The origin of extrinsic nitrergic axons supplying the human eye

Nitrergic nerve fibres of intrinsic and extrinsic origin constitute an important component of the autonomic innervation in the human eye. The intrinsic source of nitrergic nerves are the ganglion cells in choroid and ciliary muscle. In order to obtain more information on the origin of extrinsic nitrergic nerves in the human eye, we obtained superior cervical, ciliary, pterygopalatine and trigeminal ganglia from six human donors, and stained them for neuronal nitric oxide synthase (nNOS) and nicotinamide adenine dinucleotide phosphate-diaphorase (NADPH-D). In the superior cervical ganglia, nNOS/NADPH-D-positive varicose axons were observed whereas perikarya were consistently negative. Fewer than 1% of perikarya in the ciliary ganglia were labelled for nNOS/NADPH-D. The diameter of nNOS/NADPH-D-positive ciliary perikarya was between 8 and 10 microm, which was markedly smaller than the diameter of the vast majority of negative perikarya in the ciliary ganglion.
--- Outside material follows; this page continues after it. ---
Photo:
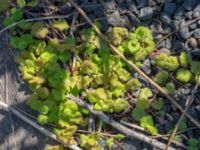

More than 70% of perikarya in the pterygopalatine ganglia were intensely labelled for both nNOS and NADPH-D. In trigeminal ganglia, 18% of perikarya were nNOS/NADPH-D-positive. The average diameter of trigeminal nNOS/NADPH-D perikarya was between 25 and 45 microm. Pterygopalatine and trigeminal ganglia are the most likely sources for extrinsic nerve fibres to the human eye.